数種類の降圧薬を低用量ずつ使用することで、優れた効果を発揮か
以下は、記事の抜粋です。


複数の種類の降圧薬を低用量ずつ組み合わせて使用した方が、1種類の降圧薬を標準用量で使用するよりも降圧効果が優れている可能性が、Anthony Rodgers氏らによる研究で示された。

メタ解析の解析対象は、42件のランダム化比較試験(RCT)に参加した成人の高血圧患者2万284人。アンジオテンシン変換酵素(ACE)阻害薬やアンジオテンシンⅡ受容体拮抗薬(ARB)、サイアザイド系利尿薬、カルシウム拮抗薬など、さまざまな種類の降圧薬が使用されていた。

解析の結果、2種類の降圧薬を低用量(標準用量の4分の1)ずつ用いた併用治療による降圧効果は、標準用量の単剤治療と同程度であることが示された。また、低用量の降圧薬を併用する場合、薬剤の種類が増えるほど降圧効果が高まることも分かった。4種類の降圧薬を低用量ずつ用いた併用治療では、標準用量の単剤治療と比べて収縮期血圧(SBP)が22.4mmHg、拡張期血圧(DBP)が13.1mmHg低下することを示したRCTも1件あった。

一方、有害事象に関しては、低用量を1種類あるいは2種類用いた治療の方が標準用量を1種類用いた治療よりも頻度が低かった。


元論文のタイトルは、”Efficacy and Safety of Quarter-Dose Blood Pressure–Lowering Agents”です(論文をみる)。
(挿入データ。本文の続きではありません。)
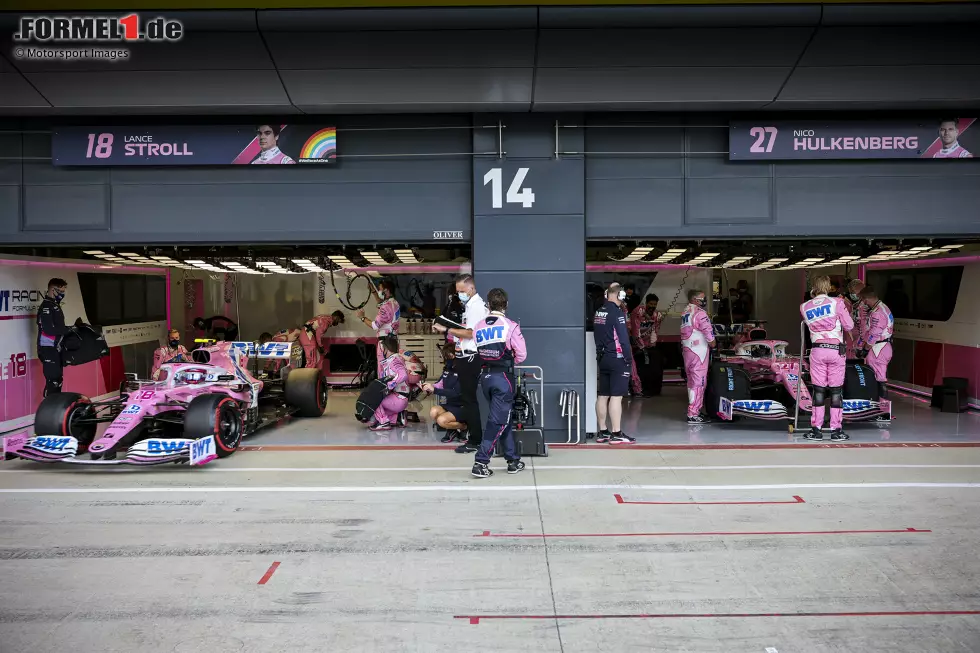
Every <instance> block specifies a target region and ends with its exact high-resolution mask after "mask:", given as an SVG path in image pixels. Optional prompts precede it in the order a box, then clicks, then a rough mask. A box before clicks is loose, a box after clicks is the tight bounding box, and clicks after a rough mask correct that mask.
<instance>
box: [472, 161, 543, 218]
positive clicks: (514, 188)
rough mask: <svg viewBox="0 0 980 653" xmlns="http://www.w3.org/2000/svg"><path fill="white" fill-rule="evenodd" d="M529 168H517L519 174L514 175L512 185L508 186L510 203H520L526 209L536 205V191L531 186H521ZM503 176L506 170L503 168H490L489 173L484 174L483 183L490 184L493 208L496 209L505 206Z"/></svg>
mask: <svg viewBox="0 0 980 653" xmlns="http://www.w3.org/2000/svg"><path fill="white" fill-rule="evenodd" d="M528 170H530V168H518V169H517V174H515V175H514V179H513V181H511V182H510V187H508V188H507V203H508V204H520V205H521V206H523V207H524V208H525V209H529V208H531V207H532V206H534V191H532V190H531V189H530V188H521V186H522V185H523V184H524V178H525V177H527V173H528ZM503 178H504V171H503V169H502V168H490V170H489V171H487V174H485V175H483V185H484V186H486V185H487V184H490V190H491V192H492V193H493V208H495V209H502V208H504V198H503Z"/></svg>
記事に書かれているように、降圧薬にはアンジオテンシン変換酵素(ACE)阻害薬やアンジオテンシンⅡ受容体拮抗薬(ARB)、サイアザイド系利尿薬、カルシウム拮抗薬など様々な作用機序の降圧薬があり、どの薬を選ぶかは治療の重要なポイントとなりますが、いずれも単独では効果が不十分な場合が多く、高用量になると副作用が問題となることも珍しくないです。
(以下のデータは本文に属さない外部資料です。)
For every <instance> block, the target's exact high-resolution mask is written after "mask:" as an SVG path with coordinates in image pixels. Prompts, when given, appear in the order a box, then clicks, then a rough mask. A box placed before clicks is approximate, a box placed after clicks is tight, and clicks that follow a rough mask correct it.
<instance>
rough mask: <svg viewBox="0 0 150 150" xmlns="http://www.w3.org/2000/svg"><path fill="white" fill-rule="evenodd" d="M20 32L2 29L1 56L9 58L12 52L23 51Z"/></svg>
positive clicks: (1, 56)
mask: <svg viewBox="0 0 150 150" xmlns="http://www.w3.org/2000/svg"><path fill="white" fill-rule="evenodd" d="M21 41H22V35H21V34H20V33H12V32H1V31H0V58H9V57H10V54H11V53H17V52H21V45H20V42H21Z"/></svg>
日本高血圧学会の「高血圧治療ガイドライン2014」では、「降圧薬治療の原則は,1日 1回投与の薬物を,低用量から開始する。増量時には1日2回の投与も考慮する。副作用を回避し,降圧効果を高めるために適切な降圧薬の併用療法を行う。Ⅱ度以上の高血圧では初期から併用療法を考慮する。 」と書かれています。
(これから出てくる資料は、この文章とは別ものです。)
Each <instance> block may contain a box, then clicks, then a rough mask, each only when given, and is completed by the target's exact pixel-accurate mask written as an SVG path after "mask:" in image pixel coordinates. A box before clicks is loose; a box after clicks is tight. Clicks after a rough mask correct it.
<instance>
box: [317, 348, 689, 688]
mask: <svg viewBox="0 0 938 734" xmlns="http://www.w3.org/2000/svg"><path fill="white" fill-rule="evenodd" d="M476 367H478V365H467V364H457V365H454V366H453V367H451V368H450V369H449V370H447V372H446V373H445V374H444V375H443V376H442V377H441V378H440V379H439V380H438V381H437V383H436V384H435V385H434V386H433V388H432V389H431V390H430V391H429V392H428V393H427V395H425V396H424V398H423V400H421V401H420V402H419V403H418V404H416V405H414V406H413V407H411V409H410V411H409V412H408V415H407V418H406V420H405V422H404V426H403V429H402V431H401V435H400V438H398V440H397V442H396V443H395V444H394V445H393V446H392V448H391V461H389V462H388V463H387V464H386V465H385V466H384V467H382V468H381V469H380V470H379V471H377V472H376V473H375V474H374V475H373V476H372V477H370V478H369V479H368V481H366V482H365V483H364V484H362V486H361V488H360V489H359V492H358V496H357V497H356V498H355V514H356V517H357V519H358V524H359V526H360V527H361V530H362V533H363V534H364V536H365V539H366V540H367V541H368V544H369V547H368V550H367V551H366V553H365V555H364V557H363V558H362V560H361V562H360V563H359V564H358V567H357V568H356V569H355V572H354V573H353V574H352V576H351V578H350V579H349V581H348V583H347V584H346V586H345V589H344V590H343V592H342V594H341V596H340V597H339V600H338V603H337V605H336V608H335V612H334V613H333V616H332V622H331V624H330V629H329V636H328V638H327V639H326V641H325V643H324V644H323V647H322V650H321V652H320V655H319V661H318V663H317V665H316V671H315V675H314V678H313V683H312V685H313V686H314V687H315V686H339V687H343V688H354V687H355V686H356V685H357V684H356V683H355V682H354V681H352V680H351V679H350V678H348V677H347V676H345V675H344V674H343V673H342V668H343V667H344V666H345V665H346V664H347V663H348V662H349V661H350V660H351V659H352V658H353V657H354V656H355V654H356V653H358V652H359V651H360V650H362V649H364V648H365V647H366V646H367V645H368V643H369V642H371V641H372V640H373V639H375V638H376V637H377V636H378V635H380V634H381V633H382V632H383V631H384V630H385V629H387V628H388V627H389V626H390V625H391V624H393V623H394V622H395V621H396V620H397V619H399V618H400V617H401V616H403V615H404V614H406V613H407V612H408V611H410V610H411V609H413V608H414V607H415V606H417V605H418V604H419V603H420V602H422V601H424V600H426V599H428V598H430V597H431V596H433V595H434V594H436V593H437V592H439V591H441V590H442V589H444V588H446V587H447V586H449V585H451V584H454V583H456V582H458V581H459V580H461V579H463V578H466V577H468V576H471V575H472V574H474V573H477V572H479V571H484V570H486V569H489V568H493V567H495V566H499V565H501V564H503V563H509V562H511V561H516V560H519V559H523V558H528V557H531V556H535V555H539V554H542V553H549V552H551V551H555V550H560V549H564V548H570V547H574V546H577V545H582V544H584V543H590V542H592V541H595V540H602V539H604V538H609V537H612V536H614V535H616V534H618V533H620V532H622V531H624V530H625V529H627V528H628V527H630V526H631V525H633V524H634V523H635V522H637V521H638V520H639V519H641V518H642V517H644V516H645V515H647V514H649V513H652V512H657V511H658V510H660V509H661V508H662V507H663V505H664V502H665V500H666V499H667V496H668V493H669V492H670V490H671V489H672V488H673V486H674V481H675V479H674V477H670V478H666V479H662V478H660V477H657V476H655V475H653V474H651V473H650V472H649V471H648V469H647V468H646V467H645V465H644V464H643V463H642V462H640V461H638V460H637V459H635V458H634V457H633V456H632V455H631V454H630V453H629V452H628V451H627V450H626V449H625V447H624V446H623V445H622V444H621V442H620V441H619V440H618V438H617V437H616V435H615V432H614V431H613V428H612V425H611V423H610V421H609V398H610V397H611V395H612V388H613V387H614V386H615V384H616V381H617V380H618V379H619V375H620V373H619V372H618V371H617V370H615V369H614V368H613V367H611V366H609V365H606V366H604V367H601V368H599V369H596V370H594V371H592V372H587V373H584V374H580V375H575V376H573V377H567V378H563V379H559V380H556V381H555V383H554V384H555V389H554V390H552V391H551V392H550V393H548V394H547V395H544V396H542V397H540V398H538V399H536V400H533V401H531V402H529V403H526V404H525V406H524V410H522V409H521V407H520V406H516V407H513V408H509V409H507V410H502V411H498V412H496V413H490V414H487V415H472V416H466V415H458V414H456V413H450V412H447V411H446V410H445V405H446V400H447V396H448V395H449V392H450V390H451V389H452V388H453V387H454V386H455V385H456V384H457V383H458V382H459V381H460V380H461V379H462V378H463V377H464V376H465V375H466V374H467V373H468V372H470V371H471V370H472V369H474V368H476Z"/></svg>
このガイドラインだと、単剤で効果が不十分な場合は、最初に使った薬剤の量はそのままで、第2剤を投与することになりますが、このような使い方は併用薬が増えるほど有害事象が増える「ポリファーマシー(多剤併用)」として、特に高齢者の場合には避けるべきだとされています。

本研究の結果がさらに大規模試験などで確認されると、低用量の単剤で有効でない場合は、次の段階として、その薬剤を増量するのではなく、他の低用量の薬剤を併用することが推奨される可能性もあります。将来の展開を注目したいと思います。